# Import module

The link to get [ImageAnalysis3](https://github.com/zhengpuas47/ImageAnalysis3) 

Or from the Zhuang lab archived [source_tools](https://github.com/ZhuangLab/Chromatin_Analysis_2020_cell/tree/master/sequential_tracing/source)

## ImageAnalysis3 and basic modules

In [1]:
%run "C:\Users\shiwei\Documents\ImageAnalysis3\required_files\Startup_py3.py"
sys.path.append(r"C:\Users\shiwei\Documents")

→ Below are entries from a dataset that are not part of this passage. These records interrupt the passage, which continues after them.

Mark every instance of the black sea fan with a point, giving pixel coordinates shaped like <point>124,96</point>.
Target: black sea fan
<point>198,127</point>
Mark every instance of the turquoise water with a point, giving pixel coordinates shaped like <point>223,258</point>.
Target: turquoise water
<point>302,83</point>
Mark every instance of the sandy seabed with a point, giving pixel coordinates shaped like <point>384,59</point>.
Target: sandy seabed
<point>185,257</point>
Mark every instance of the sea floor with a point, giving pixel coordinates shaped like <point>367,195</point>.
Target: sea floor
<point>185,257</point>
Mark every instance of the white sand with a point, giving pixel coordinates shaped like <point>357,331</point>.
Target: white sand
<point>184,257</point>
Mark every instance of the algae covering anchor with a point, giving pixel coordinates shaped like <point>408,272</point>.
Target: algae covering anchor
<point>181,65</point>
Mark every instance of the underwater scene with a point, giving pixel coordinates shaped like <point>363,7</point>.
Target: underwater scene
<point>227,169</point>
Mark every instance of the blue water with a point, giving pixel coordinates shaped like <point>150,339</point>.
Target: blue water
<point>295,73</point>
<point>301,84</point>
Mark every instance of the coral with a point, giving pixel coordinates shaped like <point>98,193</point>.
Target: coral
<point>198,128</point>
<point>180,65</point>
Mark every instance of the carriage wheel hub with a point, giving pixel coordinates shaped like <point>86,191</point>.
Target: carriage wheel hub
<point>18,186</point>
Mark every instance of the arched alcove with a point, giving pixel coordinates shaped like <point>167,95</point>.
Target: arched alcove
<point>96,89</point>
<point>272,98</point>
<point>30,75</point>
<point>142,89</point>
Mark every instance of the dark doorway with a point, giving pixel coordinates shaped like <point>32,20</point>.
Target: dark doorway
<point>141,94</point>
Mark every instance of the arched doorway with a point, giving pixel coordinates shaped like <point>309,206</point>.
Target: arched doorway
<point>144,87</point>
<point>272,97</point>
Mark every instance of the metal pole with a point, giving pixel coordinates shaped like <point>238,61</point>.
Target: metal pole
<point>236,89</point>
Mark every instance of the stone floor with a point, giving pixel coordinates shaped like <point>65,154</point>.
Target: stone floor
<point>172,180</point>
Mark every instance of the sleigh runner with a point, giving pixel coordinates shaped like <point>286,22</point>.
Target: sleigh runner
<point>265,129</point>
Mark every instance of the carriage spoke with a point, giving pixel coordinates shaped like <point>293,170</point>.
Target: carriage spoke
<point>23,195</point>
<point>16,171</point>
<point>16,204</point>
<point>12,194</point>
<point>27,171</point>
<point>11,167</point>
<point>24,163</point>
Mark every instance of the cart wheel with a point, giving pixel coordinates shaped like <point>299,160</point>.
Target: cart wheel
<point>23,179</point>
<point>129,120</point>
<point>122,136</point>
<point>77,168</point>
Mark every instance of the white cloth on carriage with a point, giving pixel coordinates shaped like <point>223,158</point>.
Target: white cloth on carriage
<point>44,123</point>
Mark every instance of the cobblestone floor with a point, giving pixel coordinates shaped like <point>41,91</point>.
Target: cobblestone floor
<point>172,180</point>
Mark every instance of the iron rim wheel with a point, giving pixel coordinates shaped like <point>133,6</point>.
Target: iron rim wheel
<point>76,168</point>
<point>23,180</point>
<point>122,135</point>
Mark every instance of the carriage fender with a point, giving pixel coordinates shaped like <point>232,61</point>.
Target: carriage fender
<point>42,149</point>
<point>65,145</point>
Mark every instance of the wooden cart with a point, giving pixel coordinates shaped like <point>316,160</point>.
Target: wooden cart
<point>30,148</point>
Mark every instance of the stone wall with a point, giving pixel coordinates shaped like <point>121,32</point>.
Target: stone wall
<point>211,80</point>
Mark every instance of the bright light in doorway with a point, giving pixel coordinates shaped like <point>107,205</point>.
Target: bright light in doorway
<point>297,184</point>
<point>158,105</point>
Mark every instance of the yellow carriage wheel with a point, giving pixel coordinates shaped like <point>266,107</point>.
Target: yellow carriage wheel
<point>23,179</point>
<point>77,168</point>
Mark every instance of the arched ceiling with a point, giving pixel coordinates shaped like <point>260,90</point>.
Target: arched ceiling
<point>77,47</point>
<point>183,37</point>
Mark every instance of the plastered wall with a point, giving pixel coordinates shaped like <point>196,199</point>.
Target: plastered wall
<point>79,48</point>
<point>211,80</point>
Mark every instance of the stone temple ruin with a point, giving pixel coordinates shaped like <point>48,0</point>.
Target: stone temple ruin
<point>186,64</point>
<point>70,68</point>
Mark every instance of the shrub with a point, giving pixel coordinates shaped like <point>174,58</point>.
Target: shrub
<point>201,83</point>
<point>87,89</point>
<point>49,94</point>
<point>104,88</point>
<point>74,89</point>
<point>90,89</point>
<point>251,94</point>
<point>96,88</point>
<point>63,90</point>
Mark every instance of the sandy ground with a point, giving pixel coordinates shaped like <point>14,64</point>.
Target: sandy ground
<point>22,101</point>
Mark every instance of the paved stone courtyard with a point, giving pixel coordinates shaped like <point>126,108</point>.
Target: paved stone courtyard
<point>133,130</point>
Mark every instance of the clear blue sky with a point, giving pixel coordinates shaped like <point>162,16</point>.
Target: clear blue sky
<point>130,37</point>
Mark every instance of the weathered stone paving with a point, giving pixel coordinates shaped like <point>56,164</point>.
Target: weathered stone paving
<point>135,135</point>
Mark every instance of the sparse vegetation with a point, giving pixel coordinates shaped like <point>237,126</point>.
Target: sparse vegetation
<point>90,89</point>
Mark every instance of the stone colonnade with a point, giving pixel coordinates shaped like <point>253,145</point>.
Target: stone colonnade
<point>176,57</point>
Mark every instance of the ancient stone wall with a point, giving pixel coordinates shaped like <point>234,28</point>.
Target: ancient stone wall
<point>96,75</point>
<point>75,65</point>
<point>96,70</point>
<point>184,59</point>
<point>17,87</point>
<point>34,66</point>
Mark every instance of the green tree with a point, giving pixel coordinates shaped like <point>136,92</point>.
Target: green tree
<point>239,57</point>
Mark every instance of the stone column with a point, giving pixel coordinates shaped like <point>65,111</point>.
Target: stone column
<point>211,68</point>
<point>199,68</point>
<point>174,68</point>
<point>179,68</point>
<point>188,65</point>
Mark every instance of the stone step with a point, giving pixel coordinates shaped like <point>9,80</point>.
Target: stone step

import ImageAnalysis3 as ia
from ImageAnalysis3 import *
from ImageAnalysis3.classes import _allowed_kwds

import h5py
import ast
import pandas as pd

print(os.getpid())

23784


## Chromatin_analysis_tools etc

See **functions** in the repository for [AnalysisTool_Chromatin](../../README.md)

In [2]:
# Chromatin_analysis_tools (ATC)
# Get path for the py containing functions
import os
import sys
import importlib
module_path =r'C:\Users\shiwei\Documents\AnalysisTool_Chromatin'
if module_path not in sys.path:
    sys.path.append(module_path)
    
# import relevant modules
import gene_selection 
importlib.reload(gene_selection)
import gene_to_loci
importlib.reload(gene_to_loci)
import gene_activity
importlib.reload(gene_activity)
import loci_1d_features
importlib.reload(loci_1d_features)  

import atac_to_loci
importlib.reload(atac_to_loci)

<module 'atac_to_loci' from 'C:\\Users\\shiwei\\Documents\\AnalysisTool_Chromatin\\atac_to_loci.py'>

# Define folders

In [3]:
# main folder for postanalysis
postanalysis_folder = r'L:\Shiwei\postanalysis_2024\v0'
# input files for postanalysis
input_folder = os.path.join(postanalysis_folder, 'resources_from_preprocess')

# output file to be generated
output_main_folder = os.path.join(postanalysis_folder, 'locus_annotation')

output_analysis_folder = os.path.join(output_main_folder, 'analysis')
output_figure_folder = os.path.join(output_main_folder, 'figures')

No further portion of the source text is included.